Maybe try adding "-fsanitize=thread" to the linker flags (code linked in previous comment). It's suggested at various places including https://github.com/google/sanitizers/issues/701 .

That is, at UnixLinkerTool.cpp:90 (above linked code), add unconditionally

flags.push_back("-fsanitize=thread"); 

If that works, we'll figure how to do that conditionally.

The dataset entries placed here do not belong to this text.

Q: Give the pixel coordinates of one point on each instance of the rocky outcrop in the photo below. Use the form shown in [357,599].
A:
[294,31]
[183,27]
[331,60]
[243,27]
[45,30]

wangkuiyi commented 1 year ago

clang -v -fsantize=thread helped me. The following command

clang -fsantize /tmp/a.c -o /tmp/a

is equivalent to the following two:

clang /tmp/a.c -c -o /tmp/a.o

and

ld /Applications/Xcode.app/Contents/Developer/Toolchains/XcodeDefault.xctoolchain/usr/lib/clang/14.0.0/lib/darwin/libclang_rt.tsan_osx_dynamic.dylib \
  -rpath @executable_path \
  -rpath /Applications/Xcode.app/Contents/Developer/Toolchains/XcodeDefault.xctoolchain/usr/lib/clang/14.0.0/lib/darwin \
  /tmp/a.o -o /tmp/a \
  -lSystem -syslibroot /Applications/Xcode.app/Contents/Developer/Platforms/MacOSX.platform/Developer/SDKs/MacOSX.sdk
stellaraccident commented 1 year ago

I suspect that this issue is not coming from generated code. In that case, you may be able to get away with just building the iree runtime with sanitizers and not fiddling with the iree-llvm-sanitize=thread compiler flags.

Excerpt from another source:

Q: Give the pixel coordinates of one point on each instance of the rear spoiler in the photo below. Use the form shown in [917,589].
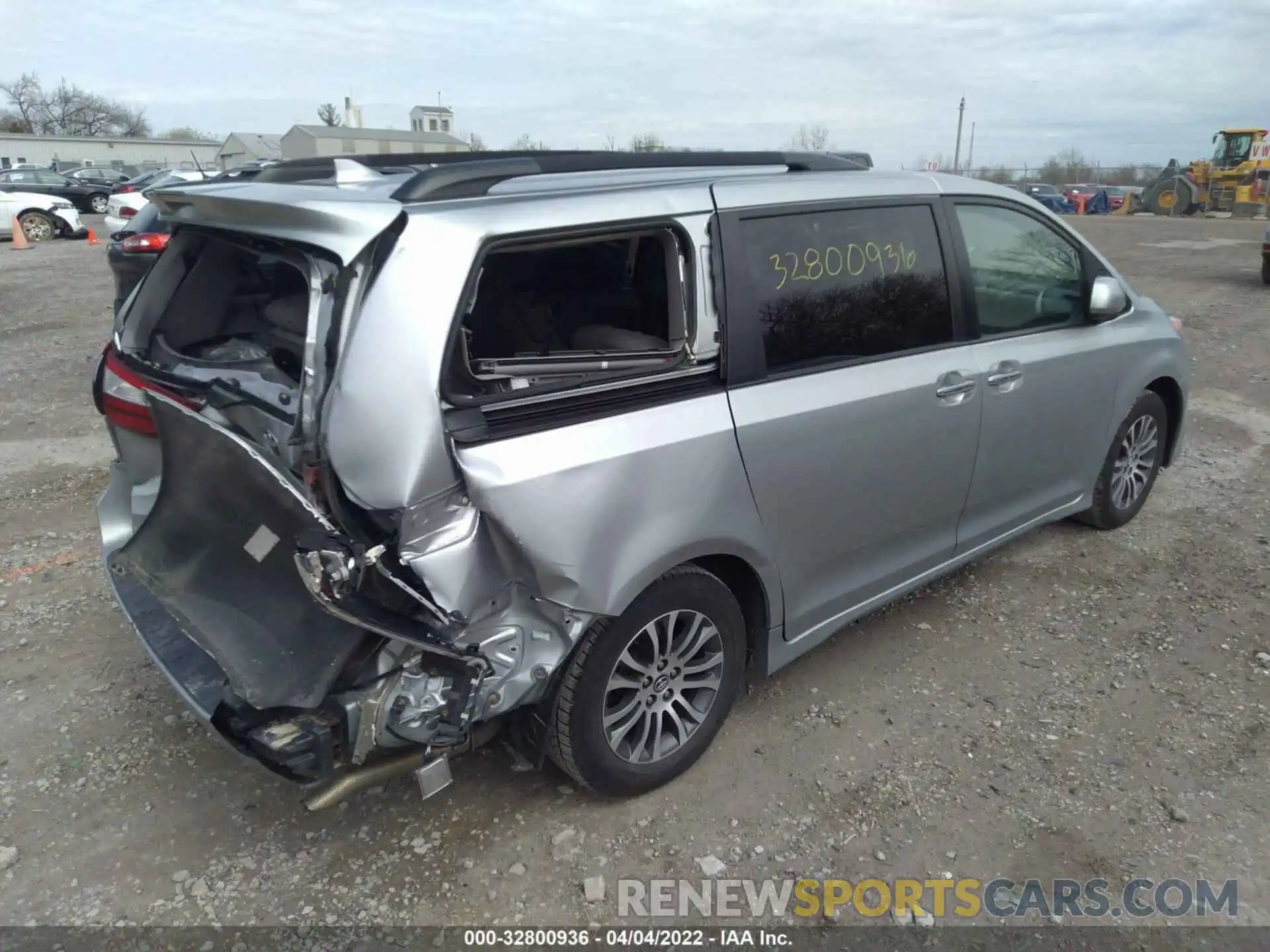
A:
[339,221]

(It would obviously be good if this all worked better on apple platforms so just offering an option that night lead through the maze faster -- it is still useful to figure out how to fully enable sanitizers)

stellaraccident commented 1 year ago

Other things that can be done to bisect the area that is having the problem:

I suggest the last one because that error makes me think there is something going on with the task scheduler in threaded mode. Narrowing down which piece is crashing can help scope debugging activity.

bjacob commented 1 year ago

I suspect that this issue is not coming from generated code. In that case, you may be able to get away with just building the iree runtime with sanitizers and not fiddling with the iree-llvm-sanitize=thread compiler flags.

Agree that this issue does not look like it comes from the generated code.... but TSan specifically (as opposed to other sanitizers) does not allow taking advantage of that in that way, because a TSan-enabled IREE runtime can only call TSan-enabled module code (TSan is an ABI break). Well, it will run, but it will crash.

compile with vmvx (slow but unlikely to crash on generated code)

Ah good idea, that does enable running a TSan-enabled IREE-runtime without having to get TSan to work in module code. My above objection is specific to llvm-cpu target backend.

I suggest the last one because that error makes me think there is something going on with the task scheduler in threaded mode. Narrowing down which piece is crashing can help scope debugging activity.

+1

allieculp commented 1 year ago

@bjacob @wangkuiyi Looks like this went a bit stale, any further update?

bjacob commented 1 year ago

Deferring to @wangkuiyi .

wangkuiyi commented 1 year ago

@allieculp and @bjacob - I got GPT-2 fine-tuning work a month ago, but via @antiagainst 's Metal GPU backend. This issue comes with the CPU backend, but not the Metal GPU one.